Ablation Therapy of Supraventricular Tachycardia in Elderly Persons

Leonard S. Dreifus, MD; Scott J. Pollak, MD

Disclosures

Am J Geriatr Cardiol. 2005;14(1):20-25. 

In This Article

Abstract and Introduction

Ablation of supraventricular tachycardia in elderly persons presents a challenging problem to electrophysiologists. Friable cardiac structures, prone to catheter perforation, comorbid cardiovascular disease, and the propensity to develop atrial fibrillation and thromboembolic complications, place these patients at high risk. Newer techniques for cardiac mapping and ablation, the establishment of precise ablation lines, and safer approaches to the ablation mechanism (particularly for atrial fibrillation) are presented in this review. In addition, a novel rapid ablation method to permanently cure atrial ventricular nodal re-entry tachycardia is demonstrated.

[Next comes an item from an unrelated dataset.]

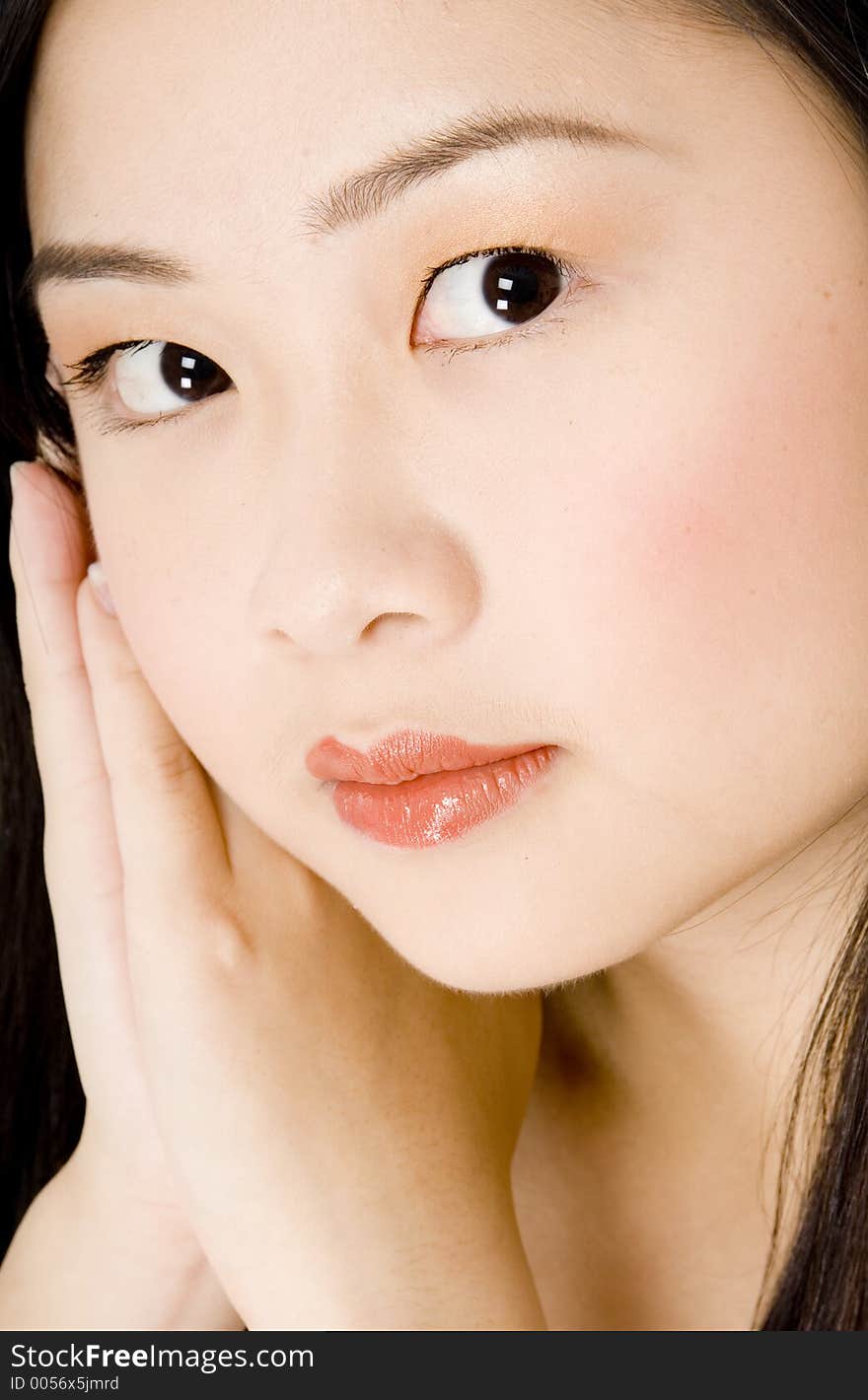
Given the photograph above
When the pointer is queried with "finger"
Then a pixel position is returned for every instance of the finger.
(47, 556)
(171, 842)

Supraventricular arrhythmias are common but persistent. As opposed to ventricular mechanisms, they are rarely life threatening; however, they present significant problems in patient management. Atrial flutter and fibrillation are especially important because stroke represents a major complication due to embolization. A careful history and physical examination—especially noting abnormal venous pulsations in the cervical neck region—are useful in the identification of specific mechanisms.

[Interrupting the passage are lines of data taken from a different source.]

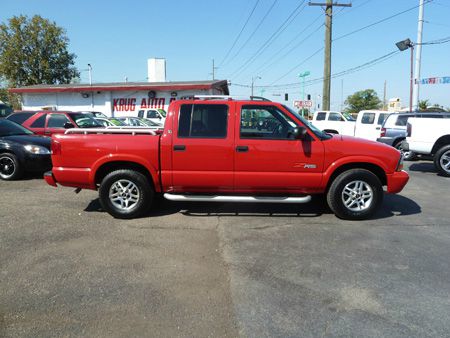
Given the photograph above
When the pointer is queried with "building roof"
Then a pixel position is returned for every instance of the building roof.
(119, 86)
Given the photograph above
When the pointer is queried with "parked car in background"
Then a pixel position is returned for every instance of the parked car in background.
(393, 130)
(109, 122)
(53, 122)
(430, 136)
(5, 110)
(21, 150)
(367, 124)
(157, 115)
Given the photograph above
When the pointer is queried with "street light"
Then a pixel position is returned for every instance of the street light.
(303, 76)
(402, 46)
(253, 81)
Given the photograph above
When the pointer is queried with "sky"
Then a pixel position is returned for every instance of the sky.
(272, 46)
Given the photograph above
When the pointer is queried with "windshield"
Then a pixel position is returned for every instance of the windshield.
(348, 117)
(8, 128)
(85, 120)
(319, 133)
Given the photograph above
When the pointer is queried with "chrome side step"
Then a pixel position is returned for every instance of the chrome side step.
(225, 198)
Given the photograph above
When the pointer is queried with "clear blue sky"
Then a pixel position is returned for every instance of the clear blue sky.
(117, 38)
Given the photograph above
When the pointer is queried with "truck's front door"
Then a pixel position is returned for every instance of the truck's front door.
(203, 148)
(268, 159)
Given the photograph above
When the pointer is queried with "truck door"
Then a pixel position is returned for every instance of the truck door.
(203, 148)
(267, 159)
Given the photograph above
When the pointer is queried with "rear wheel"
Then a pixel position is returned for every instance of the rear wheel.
(126, 194)
(442, 161)
(355, 194)
(10, 168)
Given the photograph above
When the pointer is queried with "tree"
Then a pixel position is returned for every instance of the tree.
(364, 99)
(34, 51)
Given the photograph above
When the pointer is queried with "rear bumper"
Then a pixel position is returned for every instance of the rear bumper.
(397, 181)
(50, 179)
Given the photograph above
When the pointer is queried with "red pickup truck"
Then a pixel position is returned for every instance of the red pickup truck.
(220, 149)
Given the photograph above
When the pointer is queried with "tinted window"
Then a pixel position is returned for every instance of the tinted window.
(203, 120)
(335, 117)
(368, 118)
(321, 116)
(266, 122)
(20, 118)
(57, 121)
(39, 122)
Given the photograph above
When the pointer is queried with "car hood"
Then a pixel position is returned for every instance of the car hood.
(29, 139)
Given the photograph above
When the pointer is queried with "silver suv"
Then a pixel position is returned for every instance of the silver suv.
(393, 130)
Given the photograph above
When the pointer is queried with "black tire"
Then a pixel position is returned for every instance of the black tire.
(10, 168)
(349, 181)
(442, 161)
(126, 194)
(408, 155)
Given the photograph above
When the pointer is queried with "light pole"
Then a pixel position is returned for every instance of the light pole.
(404, 45)
(303, 76)
(253, 81)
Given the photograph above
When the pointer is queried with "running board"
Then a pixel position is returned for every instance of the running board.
(225, 198)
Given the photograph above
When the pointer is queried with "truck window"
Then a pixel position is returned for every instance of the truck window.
(335, 117)
(368, 118)
(321, 116)
(265, 122)
(203, 121)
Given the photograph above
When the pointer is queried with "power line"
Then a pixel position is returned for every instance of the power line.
(239, 35)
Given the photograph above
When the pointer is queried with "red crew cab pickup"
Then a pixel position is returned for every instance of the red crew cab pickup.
(220, 149)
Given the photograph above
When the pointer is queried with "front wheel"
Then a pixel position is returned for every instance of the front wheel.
(355, 194)
(126, 193)
(442, 161)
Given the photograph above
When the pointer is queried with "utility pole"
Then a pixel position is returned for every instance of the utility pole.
(418, 56)
(327, 58)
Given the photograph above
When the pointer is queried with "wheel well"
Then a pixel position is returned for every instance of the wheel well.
(106, 168)
(442, 141)
(378, 171)
(332, 131)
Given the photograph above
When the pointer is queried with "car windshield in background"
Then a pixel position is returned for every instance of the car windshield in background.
(8, 128)
(84, 120)
(348, 117)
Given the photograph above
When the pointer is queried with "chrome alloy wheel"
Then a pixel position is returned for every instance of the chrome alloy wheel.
(445, 161)
(7, 167)
(124, 194)
(357, 196)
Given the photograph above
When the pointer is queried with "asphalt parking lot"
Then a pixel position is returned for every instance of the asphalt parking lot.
(224, 270)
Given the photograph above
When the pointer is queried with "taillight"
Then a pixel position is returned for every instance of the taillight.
(56, 147)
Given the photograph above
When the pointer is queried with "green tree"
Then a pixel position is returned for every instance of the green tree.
(361, 100)
(423, 104)
(34, 51)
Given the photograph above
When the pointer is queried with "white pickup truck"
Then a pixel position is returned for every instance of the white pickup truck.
(430, 136)
(367, 125)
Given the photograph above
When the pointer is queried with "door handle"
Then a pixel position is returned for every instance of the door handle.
(242, 149)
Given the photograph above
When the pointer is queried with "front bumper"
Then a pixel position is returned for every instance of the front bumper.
(397, 181)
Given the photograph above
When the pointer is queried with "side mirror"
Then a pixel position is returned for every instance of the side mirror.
(299, 133)
(68, 125)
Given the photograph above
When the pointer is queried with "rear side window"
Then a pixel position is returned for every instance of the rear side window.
(20, 118)
(57, 121)
(321, 116)
(368, 118)
(203, 121)
(39, 122)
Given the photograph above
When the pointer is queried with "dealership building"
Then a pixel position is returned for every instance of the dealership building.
(118, 99)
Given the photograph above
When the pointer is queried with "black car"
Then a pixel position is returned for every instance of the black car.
(21, 150)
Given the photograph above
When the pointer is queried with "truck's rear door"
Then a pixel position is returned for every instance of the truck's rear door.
(203, 147)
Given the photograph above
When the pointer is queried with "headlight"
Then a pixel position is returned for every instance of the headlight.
(36, 149)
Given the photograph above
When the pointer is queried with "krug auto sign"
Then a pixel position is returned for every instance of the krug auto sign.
(133, 103)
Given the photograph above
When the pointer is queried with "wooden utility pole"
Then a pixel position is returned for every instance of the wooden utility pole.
(327, 59)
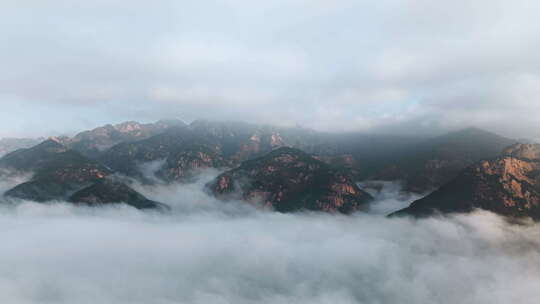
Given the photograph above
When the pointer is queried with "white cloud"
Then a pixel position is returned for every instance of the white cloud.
(213, 252)
(464, 62)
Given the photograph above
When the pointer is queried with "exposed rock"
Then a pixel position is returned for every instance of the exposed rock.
(435, 162)
(91, 143)
(506, 185)
(290, 180)
(523, 151)
(8, 145)
(184, 165)
(56, 170)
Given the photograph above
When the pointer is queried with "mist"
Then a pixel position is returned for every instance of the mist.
(208, 251)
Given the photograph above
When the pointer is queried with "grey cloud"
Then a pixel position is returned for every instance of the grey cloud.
(345, 65)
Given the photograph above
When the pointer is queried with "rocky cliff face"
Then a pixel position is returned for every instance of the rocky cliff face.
(290, 180)
(91, 143)
(185, 165)
(506, 185)
(58, 172)
(8, 145)
(435, 162)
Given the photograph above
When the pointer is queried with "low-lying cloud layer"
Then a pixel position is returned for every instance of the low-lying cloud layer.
(208, 251)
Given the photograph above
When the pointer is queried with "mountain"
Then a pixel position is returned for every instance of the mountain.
(34, 158)
(436, 161)
(508, 185)
(56, 171)
(186, 163)
(91, 143)
(203, 144)
(187, 149)
(289, 180)
(108, 191)
(8, 145)
(62, 174)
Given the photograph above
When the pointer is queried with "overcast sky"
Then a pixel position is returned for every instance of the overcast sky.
(399, 66)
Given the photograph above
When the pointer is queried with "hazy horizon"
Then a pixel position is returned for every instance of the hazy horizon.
(412, 67)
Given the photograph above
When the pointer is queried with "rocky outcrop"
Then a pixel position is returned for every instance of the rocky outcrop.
(59, 172)
(523, 151)
(290, 180)
(435, 162)
(507, 185)
(185, 165)
(91, 143)
(8, 145)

Persistence of tachycardia may lead to dilated cardiomyopathy and congestive heart failure. Ablation has proven highly successful and often cures tachycardia, although pharmacological therapy can be used for the acute onset of the tachycardia. In certain instances of infrequent episodes of tachycardia and in those persons without severe symptoms, long-term pharmacologic therapy is preferable. In these patients, "a pill in the pocket" may suffice for chronic management.

Frequently, evidence of tachycardia is difficult to document. Use of a Holter monitor, loop recorder, or an implantable recorder can be helpful to identify the ectopic mechanism. Arrhythmia-related symptoms are frequent and troublesome to patients, often including fatigue, dyspnea, dizziness, and presyncope. Patients often are symptomatic, even with single premature beats or nonsustained atrial arrhythmias.

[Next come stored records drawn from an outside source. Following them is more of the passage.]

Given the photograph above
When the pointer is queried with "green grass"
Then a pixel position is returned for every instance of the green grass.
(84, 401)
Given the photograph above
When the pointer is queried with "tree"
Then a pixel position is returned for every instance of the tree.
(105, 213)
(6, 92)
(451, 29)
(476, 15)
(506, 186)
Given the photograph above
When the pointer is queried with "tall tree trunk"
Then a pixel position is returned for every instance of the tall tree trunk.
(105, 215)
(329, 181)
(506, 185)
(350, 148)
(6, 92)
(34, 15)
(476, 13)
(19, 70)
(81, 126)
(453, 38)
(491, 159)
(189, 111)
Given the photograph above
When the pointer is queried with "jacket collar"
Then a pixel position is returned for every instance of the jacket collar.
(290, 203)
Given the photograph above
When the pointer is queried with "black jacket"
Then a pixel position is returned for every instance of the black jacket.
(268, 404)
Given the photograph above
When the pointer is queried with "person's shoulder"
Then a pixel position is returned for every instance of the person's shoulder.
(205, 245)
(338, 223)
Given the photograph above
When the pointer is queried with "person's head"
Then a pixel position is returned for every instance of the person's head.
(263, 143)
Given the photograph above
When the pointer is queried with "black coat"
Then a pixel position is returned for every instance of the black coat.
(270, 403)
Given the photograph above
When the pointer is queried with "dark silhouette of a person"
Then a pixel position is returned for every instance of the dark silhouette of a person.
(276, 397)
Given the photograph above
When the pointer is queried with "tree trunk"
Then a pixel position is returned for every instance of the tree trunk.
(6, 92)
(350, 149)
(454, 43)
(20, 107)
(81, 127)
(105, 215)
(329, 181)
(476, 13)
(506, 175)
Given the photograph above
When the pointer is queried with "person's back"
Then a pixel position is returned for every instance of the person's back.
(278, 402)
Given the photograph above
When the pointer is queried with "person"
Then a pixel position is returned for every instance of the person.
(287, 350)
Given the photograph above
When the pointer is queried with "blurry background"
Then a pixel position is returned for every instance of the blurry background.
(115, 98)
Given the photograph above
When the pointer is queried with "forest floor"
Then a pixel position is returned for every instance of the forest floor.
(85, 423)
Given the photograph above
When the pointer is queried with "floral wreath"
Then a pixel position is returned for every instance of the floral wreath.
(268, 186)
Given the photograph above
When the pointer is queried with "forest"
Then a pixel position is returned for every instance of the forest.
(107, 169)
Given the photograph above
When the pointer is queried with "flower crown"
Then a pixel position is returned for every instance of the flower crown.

Periods of paroxysmal rapid heart action, having a sudden onset and offset, are designated as paroxysmal supraventricular tachycardia, and are most frequently due to atrioventricular re-entry tachycardia (AVRT) or atrioventricular nodal re-entry tachycardia (AVNRT). Tachycardias, which respond to vagal maneuvers or other cholinergic agents like adenosine, are usually due to re-entry and involve the compact region of the atrioventricular (AV) node. Vagal maneuvers producing a transitory AV block suggest focal atrial tachycardias. Recently, the American Heart Association, the American College of Cardiology and the European Society of Cardiology published guidelines for the identification and management of the supraventricular tachycardias (SVTs).[1] Ablation of SVTs has been reserved for intractable arrhythmias and highly symptomatic patients in whom pharmacologic therapy has failed. Due to comorbidities and the sclerotic and fragile nature of the cardiac structures in elderly persons, ablation may be associated with increased complications, including catheter perforation and embolization.

Several classifications of atrial arrhythmias have been proposed, and each illustrates important clinical and electrophysiologic information that is useful to clinicians ( Table I ). All patients with a wide QRS tachycardia of unknown origin, those resistant or intolerant to pharmacologic therapy, and those with the Wolff-Parkinson-White (WPW) syndrome should be referred to a cardiac rhythm specialist. Electrophysiologic and precise mapping studies are mandatory for successful ablation procedures. Ablation of supraventricular arrhythmias has been extremely effective in more than 96% of cases. Several examples of ablative solutions for ectopic tachycardia will be discussed. The technical aspects of three-dimensional electroanatomical mapping using the non-fluoroscopic-based CARTO system (Biosense Webster, Diamond Bar, CA) used in these ablation studies is summarized below. The location sensor is incorporated into a mapping catheter to allow automatic and simultaneous acquisition of the catheter tip electrogram and its three-dimensional location coordinates. The mapping system acquires the location of the catheter tip electrode with a single location at a fixed time during the cardiac cycle and reconstructs a three-dimensional electroanatomical map of the heart in real time without the use of x-rays.